えー、やだ。照れちゃう。急にデレないでよー。
「えっと、ありがとう。でも、今日は初デートだから出来るだけ可愛く見られたいんだもん」
「風邪引いても知らないからな」
「心配してくれて、ありがとう」
本当ならバッグも小さくて可愛いのがあるんだけど、今日はクッキーも一緒だからね。

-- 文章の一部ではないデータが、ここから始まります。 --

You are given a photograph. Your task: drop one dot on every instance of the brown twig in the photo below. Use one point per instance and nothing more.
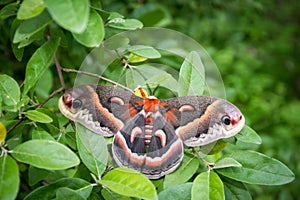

色々お散歩グッズも持って行かないといけないから、少し大きめのバッグで可愛いのをチョイスした。
今日はクッキーも新しい首輪とリードを用意した。
とは言っても、買ったのはお母さんだけど。
初デートはクッキーたちも連れて行くと話したら、「それならクッキーもおめかししないとね」とペットショップに出掛けて行き、新しい首輪にリード、おやつを大量を抱えて帰ってきた。
「ネイビーのチェック柄の首輪とは、クッキーもお洒落さんだね」
「わふっ」
新しい首輪を見せびらかすように、鼻をくっと上に向ける。
気に入ったみたいでよかった。
今か今かと奏くんが迎えにくるのを待っていると玄関のチャイムが鳴る。
「きた! お母さん、行ってくるね」
「ちょっと待って、お母さんもご挨拶したいわ」
「えー……奏くん緊張しないかな」
「本当に軽く挨拶するだけよ」
「うーん、いいけど……」
大丈夫かな。急にお母さんを紹介することになっちゃったけど……家に迎えにきてもらってる時点で遭遇するかもしれないとは思ってくれてるかな。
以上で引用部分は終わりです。